There's a good reason for this. While it may seem that dwelling and coming up with witty remarks you wish you had said earlier can be rewarding, it actually hurts you. Not just in the long-term, but in the short-term as well. Any time spent dwelling on something that doesn't help you move forward is a poor use of your time.
We hear your complaints about not having time to write, but we also know, at least some of the time, you're spending that time you could be writing on useless clutter in your head.
As writers, we must make the most of our time. Most of us work full-time jobs to make ends meet or to support particular lifestyles. We don't have time to waste.
I have a temporary job of taking care of 500 chickens. That wasn't part of my plans, but that's what I have to do. That means I have 3-4 hours less than most writers have. And, of course, that's 7 days a week, not just 5. So, that leaves me with very little time to work on my personal writing goals. But I know that if I don't do everything I can to make time for writing and to get my writing done, I'll never be happy. My happiness depends on progress toward my personal writing goals.
Even when we're swamped, we still need to make time for writing. We need to make it a priority. It's easy to push things aside when we're busy or when we lack the energy to do anything other than sit on the couch and watch TV.

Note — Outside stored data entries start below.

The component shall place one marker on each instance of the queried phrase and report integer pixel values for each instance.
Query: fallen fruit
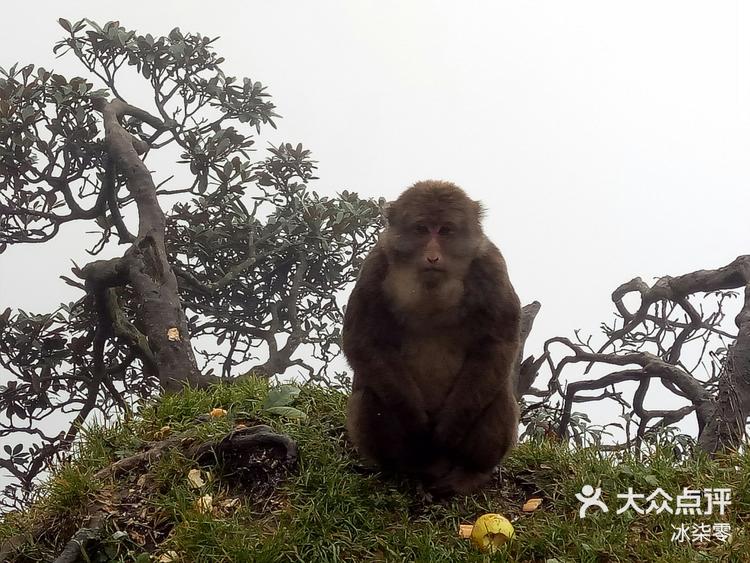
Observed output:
(491, 531)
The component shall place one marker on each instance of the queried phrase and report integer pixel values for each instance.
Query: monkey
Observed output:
(431, 332)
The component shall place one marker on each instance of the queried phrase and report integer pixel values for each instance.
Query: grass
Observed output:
(328, 509)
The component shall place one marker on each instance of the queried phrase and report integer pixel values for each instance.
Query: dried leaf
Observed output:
(195, 479)
(205, 504)
(531, 505)
(464, 530)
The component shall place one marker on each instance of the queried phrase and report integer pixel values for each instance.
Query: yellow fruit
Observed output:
(491, 531)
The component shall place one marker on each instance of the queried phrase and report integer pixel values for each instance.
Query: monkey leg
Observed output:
(381, 436)
(470, 464)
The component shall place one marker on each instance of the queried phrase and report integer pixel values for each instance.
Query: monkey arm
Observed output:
(371, 344)
(493, 314)
(483, 379)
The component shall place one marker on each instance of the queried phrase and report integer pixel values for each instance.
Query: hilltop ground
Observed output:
(255, 506)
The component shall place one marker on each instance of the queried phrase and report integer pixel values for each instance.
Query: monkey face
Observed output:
(434, 233)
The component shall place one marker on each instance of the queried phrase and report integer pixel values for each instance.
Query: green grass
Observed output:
(329, 509)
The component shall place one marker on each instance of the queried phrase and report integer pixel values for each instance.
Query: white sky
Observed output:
(608, 140)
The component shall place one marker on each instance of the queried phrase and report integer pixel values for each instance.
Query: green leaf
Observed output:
(281, 396)
(288, 412)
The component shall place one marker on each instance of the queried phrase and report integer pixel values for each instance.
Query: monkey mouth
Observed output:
(432, 271)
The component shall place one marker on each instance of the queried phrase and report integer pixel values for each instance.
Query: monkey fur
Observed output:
(431, 331)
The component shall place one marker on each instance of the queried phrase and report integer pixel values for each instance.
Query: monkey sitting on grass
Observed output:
(431, 332)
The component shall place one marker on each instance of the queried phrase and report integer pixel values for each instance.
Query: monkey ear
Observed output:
(479, 208)
(389, 211)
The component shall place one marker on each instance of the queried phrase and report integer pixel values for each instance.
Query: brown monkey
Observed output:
(431, 331)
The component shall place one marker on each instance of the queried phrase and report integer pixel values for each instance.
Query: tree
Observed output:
(673, 341)
(248, 257)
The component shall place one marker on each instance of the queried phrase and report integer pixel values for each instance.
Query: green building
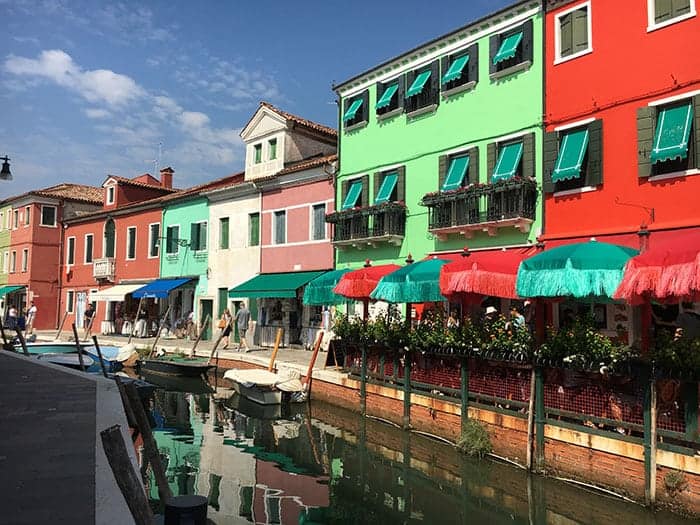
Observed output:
(439, 146)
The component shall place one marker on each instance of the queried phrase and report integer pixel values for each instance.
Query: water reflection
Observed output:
(304, 464)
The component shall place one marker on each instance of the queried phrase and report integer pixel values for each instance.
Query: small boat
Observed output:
(266, 388)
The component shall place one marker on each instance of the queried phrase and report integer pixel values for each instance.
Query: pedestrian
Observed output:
(225, 325)
(242, 322)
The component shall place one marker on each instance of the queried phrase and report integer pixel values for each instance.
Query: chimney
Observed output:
(166, 177)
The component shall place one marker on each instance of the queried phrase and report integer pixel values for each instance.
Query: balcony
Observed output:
(361, 227)
(103, 269)
(484, 207)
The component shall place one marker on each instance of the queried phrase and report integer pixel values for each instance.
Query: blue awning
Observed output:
(159, 288)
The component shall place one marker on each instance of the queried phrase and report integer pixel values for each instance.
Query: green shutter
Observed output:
(352, 195)
(571, 153)
(549, 159)
(645, 135)
(595, 153)
(672, 133)
(508, 161)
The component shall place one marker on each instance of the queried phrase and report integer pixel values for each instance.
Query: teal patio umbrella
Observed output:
(320, 291)
(414, 283)
(585, 269)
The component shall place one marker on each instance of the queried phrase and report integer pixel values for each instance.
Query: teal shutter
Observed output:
(645, 136)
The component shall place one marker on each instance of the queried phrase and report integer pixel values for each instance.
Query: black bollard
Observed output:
(181, 510)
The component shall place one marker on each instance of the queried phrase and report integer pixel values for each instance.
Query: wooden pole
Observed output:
(278, 338)
(133, 324)
(199, 335)
(149, 443)
(125, 476)
(80, 350)
(99, 354)
(160, 329)
(60, 326)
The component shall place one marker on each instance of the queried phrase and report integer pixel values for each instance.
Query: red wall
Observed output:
(627, 69)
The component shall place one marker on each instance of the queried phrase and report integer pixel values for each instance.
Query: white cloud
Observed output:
(99, 85)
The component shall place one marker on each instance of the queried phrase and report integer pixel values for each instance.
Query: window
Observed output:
(460, 71)
(48, 216)
(423, 88)
(131, 243)
(70, 301)
(666, 12)
(458, 170)
(573, 157)
(572, 35)
(70, 251)
(223, 233)
(153, 239)
(198, 236)
(390, 97)
(356, 114)
(172, 236)
(88, 248)
(280, 227)
(253, 229)
(668, 138)
(318, 222)
(510, 51)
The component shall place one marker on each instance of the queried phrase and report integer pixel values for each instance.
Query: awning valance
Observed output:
(283, 285)
(160, 288)
(115, 293)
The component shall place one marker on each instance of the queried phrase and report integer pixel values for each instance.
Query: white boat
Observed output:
(266, 388)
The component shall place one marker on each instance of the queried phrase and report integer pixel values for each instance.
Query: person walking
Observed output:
(242, 322)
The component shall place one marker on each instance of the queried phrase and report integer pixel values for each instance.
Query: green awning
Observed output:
(672, 133)
(508, 47)
(571, 152)
(352, 110)
(455, 70)
(282, 285)
(4, 290)
(387, 187)
(508, 162)
(456, 172)
(352, 195)
(418, 84)
(386, 97)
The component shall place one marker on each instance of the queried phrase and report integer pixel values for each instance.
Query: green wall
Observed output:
(492, 109)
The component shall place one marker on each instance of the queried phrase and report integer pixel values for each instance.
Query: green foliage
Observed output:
(475, 440)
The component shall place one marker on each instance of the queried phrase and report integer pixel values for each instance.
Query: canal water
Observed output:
(319, 463)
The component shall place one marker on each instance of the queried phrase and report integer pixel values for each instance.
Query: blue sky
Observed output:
(92, 88)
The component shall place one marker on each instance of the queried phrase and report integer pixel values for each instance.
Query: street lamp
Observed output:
(5, 173)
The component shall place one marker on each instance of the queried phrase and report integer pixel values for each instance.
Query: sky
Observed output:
(91, 89)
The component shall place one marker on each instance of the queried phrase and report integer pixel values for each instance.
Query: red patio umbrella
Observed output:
(669, 270)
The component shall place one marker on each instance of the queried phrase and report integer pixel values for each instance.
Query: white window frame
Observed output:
(92, 251)
(651, 16)
(55, 216)
(558, 59)
(128, 237)
(150, 240)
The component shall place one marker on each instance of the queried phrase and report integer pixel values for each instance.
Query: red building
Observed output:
(113, 251)
(36, 243)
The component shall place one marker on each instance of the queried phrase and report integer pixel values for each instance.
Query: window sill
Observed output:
(674, 175)
(575, 191)
(355, 127)
(389, 114)
(420, 111)
(467, 86)
(511, 70)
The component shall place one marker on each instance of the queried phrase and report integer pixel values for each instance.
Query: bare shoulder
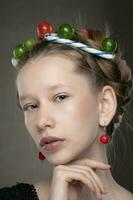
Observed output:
(125, 194)
(42, 189)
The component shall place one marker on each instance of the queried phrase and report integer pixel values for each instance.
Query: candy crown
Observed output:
(64, 35)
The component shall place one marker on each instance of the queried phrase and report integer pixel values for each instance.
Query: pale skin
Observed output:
(81, 169)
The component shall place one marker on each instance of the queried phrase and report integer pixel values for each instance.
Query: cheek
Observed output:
(29, 124)
(80, 116)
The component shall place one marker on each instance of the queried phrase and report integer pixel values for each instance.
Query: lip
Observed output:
(51, 142)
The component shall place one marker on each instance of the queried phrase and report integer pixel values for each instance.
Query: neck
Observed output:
(97, 151)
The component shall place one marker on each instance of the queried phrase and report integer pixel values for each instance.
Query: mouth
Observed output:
(51, 143)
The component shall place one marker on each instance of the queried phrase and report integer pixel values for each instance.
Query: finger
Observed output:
(79, 176)
(95, 176)
(97, 184)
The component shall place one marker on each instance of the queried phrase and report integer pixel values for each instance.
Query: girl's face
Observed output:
(58, 102)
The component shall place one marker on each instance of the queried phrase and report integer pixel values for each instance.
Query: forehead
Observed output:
(47, 71)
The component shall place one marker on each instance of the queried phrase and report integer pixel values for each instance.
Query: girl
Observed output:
(72, 99)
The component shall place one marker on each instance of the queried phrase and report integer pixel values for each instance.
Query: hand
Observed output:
(82, 171)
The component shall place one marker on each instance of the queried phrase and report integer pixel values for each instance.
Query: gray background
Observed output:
(18, 153)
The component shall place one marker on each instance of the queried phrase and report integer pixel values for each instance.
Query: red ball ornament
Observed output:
(104, 139)
(43, 28)
(41, 156)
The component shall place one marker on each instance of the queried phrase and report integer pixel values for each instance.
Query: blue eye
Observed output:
(61, 97)
(30, 108)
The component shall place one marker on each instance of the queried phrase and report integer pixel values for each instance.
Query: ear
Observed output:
(107, 105)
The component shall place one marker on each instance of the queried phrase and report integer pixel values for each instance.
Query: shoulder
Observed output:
(125, 194)
(42, 189)
(19, 191)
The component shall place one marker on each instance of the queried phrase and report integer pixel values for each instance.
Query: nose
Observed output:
(44, 119)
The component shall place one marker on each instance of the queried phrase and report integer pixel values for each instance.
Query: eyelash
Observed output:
(25, 108)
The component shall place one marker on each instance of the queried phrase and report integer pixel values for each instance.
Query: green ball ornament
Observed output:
(66, 31)
(19, 51)
(29, 44)
(109, 45)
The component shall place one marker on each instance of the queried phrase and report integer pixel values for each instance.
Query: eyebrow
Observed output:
(51, 88)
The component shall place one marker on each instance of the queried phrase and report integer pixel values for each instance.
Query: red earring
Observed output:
(41, 156)
(104, 138)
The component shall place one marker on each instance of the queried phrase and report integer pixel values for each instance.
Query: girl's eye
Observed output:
(30, 108)
(61, 97)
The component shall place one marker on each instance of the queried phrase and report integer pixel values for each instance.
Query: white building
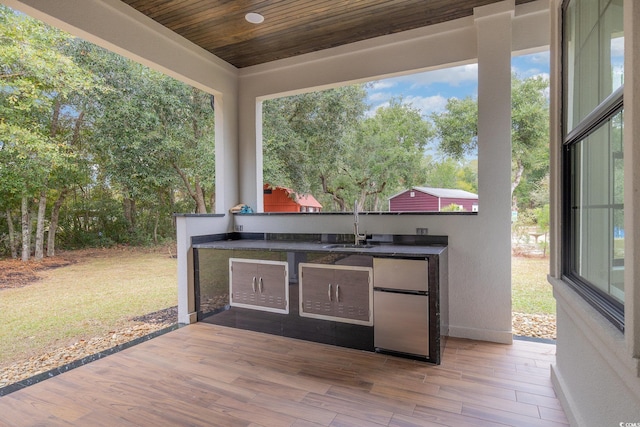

But where has that gotten us?
I've also talked about taking our writing seriously. If we don't, no one else will either. Friends and family will interfere, and we'll push our writing aside to go out for lunch or do housework.
If you're serious about writing, you need to treat it like a job. Schedule your writing time. Make it a priority.
Another thing you must do is make better use of your time. When you finally sit down to write, do you find yourself struggling to get words on the page? Do you look around your desk or your room and find ways to procrastinate? The desk needs to be cleared off, papers from four months ago need to be filed, the books you looked at last month need to be shelved. The list could go on and on.
You need to focus. Sure, it takes time to develop the habit, but get in the habit of avoiding everything other than writing during your designated writing time.
You might also need to learn to accept your current situation and to work around it to get your writing done. That's not to say that you can't change your situation–you certainly can. You just need to work toward changing it. In the meantime, learn how much writing you can handle and accept that for now. The important thing is to progress toward your writing goals, no matter how slowly.
Is there a time when you're most productive? Can you write during that time?
Once we figure out how we work best, we can start making the most of our time to get more writing done. I know it takes time to figure these things out, but it will benefit you in the long run. Develop a habit for writing, take it seriously, and let nothing stand in your way to writing success!